エルサーナ叙事詩1 〜母、セル
ひとつの帝国が、大部分を領有する世界。
ただ、帝国とは異なる様式の生活を営む草原だけが、その領有外にあった。
そして、人と宇宙を超えた存在がしろしめす
アナイオン。
アナイオンと、人間・宇宙をつなぐナルセラーサ。
それは、本来、人間とは関わりを持たない世界のはずだった。
が、ナルセラーサを理解し、やがて、その認識がアナイオンに至る人間が誕生した。
草原のエルサーナ。
帝国のラサリオン。
思索者ユーム。
神々の物語が始まる。
そして、英雄たちの物語がそれに続くであろう。
草原の一部族であるアルーサの若き汗、エルラスの愛妾セルは、長らく病床に臥していた。
医師より
「余命幾ばくもない」
と告げられたエルラスは、セルとの間に生まれた四歳の男児エルサーナと、二歳の女児セレナを連れて、セルが療養するゲルを訪れた。

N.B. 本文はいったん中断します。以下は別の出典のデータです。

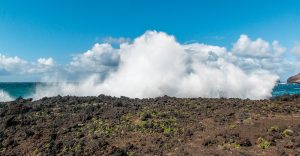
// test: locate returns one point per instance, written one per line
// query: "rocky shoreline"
(107, 125)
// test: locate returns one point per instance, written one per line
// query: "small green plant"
(274, 128)
(263, 143)
(231, 145)
(287, 132)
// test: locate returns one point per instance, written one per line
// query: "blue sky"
(33, 29)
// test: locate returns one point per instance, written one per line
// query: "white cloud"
(296, 49)
(259, 48)
(46, 61)
(112, 40)
(155, 64)
(102, 58)
(18, 66)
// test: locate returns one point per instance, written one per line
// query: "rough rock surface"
(107, 125)
(294, 79)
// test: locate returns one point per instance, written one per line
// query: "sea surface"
(13, 90)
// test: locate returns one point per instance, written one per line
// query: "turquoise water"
(10, 91)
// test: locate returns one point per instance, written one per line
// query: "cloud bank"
(155, 64)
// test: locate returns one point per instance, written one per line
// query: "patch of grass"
(36, 152)
(150, 121)
(98, 127)
(263, 143)
(231, 145)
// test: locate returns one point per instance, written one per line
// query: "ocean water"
(11, 91)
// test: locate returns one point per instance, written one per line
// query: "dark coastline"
(107, 125)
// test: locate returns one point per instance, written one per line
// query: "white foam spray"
(155, 64)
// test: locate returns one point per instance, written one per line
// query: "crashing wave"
(4, 96)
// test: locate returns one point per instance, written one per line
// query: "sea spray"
(155, 64)
(4, 96)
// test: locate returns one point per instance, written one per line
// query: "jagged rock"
(294, 79)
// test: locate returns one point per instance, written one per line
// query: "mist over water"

ゲルの入口にエルラスの姿を認めたセルの顔が一瞬輝いた。
しかし、セルの口をついて出たことばは
「あなた、どうかそれ以上は近づかないで下さい」
というものであった。
セルは伝染性の胸の病であった。
一年以上の病臥生活にもかかわらずその美しさは少しも損なわれてはいなかった。むしろその顔色は健康を失った代わりに、より白く、より透明感を増していた。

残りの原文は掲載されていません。